There is an unfortunate, but familiar pilgrimage that entirely too many have taken—servants who have offered strong confession and service in the pure Gospel, but who then have doctrinally gone astray.
There is an important lesson to be learned when we hear of faithful servants of the Word vacating singular service to Christ crucified to join some heterodox communion. There is an unfortunate, but familiar pilgrimage that entirely too many have taken—servants who have offered strong confession and service in the pure Gospel, but who then have doctrinally gone astray. How does this happen? When the chief article of justification begins to wane in one’s thinking as the chief article—when it becomes just one among all the other articles of faith—the Devil can use whatever articles make up one’s doctrinal passion (good in their own right) to replace it. Just because you are against the false teachers about whatever articles of faith are near and dear to you; this is no guarantee that the Devil must have thrown up his hands and raised the white flag in seeking to separate you from a right faith and service in the righteousness of Christ. He has demonstrated ample ability to use your passions, your commitments against the false teachers, and your zeal, to dethrone the central significance of the forgiveness of sins in an all-sufficient cross of Christ.

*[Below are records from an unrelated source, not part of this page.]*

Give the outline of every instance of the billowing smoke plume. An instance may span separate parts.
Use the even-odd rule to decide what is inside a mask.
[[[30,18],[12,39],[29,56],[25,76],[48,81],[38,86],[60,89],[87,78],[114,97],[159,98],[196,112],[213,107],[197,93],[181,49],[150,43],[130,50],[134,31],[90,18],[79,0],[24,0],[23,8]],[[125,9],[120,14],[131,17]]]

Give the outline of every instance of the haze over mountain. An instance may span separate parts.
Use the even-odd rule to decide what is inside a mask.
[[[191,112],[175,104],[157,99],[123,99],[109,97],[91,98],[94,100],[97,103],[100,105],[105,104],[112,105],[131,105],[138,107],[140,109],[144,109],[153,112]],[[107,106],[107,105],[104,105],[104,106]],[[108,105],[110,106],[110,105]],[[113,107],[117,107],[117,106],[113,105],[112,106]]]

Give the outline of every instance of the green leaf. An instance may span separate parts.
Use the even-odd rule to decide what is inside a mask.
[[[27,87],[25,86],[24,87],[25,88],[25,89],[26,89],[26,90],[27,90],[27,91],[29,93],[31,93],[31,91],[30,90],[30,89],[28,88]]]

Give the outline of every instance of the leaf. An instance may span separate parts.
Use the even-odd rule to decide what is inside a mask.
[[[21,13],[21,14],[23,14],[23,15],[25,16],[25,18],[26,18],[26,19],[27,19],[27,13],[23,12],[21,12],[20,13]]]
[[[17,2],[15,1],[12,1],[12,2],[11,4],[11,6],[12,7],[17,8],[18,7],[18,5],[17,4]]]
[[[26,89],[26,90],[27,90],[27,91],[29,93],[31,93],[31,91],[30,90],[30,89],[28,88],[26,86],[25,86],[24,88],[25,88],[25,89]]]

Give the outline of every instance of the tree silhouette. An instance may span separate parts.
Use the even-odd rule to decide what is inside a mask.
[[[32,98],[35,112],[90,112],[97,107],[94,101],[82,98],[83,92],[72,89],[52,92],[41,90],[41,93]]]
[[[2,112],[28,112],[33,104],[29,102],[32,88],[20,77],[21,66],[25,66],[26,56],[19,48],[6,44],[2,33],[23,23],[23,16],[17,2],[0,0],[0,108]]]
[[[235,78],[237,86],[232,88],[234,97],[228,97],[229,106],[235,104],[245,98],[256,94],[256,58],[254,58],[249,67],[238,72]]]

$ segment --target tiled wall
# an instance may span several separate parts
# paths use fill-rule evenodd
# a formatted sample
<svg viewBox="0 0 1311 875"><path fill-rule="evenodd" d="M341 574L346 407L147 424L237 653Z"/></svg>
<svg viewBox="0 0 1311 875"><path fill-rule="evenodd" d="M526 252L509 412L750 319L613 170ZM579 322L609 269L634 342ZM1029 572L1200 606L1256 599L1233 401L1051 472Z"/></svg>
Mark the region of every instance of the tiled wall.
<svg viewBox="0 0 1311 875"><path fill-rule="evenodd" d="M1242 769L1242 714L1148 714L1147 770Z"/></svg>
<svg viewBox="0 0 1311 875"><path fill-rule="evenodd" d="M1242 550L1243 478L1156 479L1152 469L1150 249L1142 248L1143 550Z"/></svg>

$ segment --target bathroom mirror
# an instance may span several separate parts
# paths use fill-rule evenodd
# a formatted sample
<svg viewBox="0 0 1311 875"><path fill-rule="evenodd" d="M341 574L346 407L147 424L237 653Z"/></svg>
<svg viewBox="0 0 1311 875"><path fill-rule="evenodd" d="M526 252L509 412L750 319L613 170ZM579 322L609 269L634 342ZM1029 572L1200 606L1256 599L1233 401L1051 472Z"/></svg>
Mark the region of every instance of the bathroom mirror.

Once dethroning the sufficiency of the righteousness of the crucified Christ as the chief article, he then works to drive a wedge between those articles of faith and issues of habit that stir your passions, and the pure milk of the Gospel. When other heterodox traditions hold your views on your passionate articles of faith, the Devil will be at work to have you view their doctrinal errors as not so bad... even when they involve false understandings of justification, the central article of the Gospel.
Those who have been around a while have observed well how this played out over time with many champions of an inspired and inerrant Bible in the 1960s and 70s. Tragically, over time, many of these faithful confessors sold out the pure Gospel in the name of passion and zeal for evangelism and the mission of outreach. "Let’s get on with the mission of the Church!" was their cry. And they believed that the Baptists, Campus Crusade, and the church-growth authorities had what was needed to successfully undertake the Great Commission.
Since these Protestants had it right with mission and evangelism, it could be minimized that they had faulty understandings of how sinners are justified before God. In the midst of their narrow-minded passions, the Church and her Ministry, the Means of Grace, the historic liturgy, and a totally monergistic understanding of the saving work of Christ could be compromised for the sake of an all-encompassing, passionate vision of effectively saving souls.
But this is only the half of it. Many who matured in the faith some time after the Battle for the Bible and the compromise with Protestantism in the name of evangelistic mission—members of the next generation—these men were especially nurtured to cherish the treasures of the Church, its Holy Ministry, and its historic liturgy. And many through the teaching they received came to appreciate these articles and practices, as confessional Lutheranism historically retained and expressed them.
But I believe that we are witnessing how the Devil can use a passion for the catholicity of the Church, its historic liturgy, and the Holy Office of the apostolic Ministry, to rend asunder the crown jewel of the Church – justification by grace through faith alone. The Devil can do it just as easily as he can use and pervert passions for an inerrant, fully authoritative Bible. 'Swimming the Bosporus' can vacate sufficiency of the Grace of Christ just as much as watered-down emergent church missional thinking.
The point that Jesus makes about he who loves father or mother more than me is not worthy of me (Matt 10:37) has application also for we who would hold and cherish the articles of faith in the Gospel of our Lord. If we mis-order these articles, cherishing any article more than the chief work of the Savior on the cross and in the Gospel; if we treat any other article of faith in our minds as the central article upon which the Church stands or falls... then we become vulnerable to a form of doctrinal idolatry that the Devil can use to wrench the righteousness of Christ from us and our ministry to others. Good Lord, deliver us!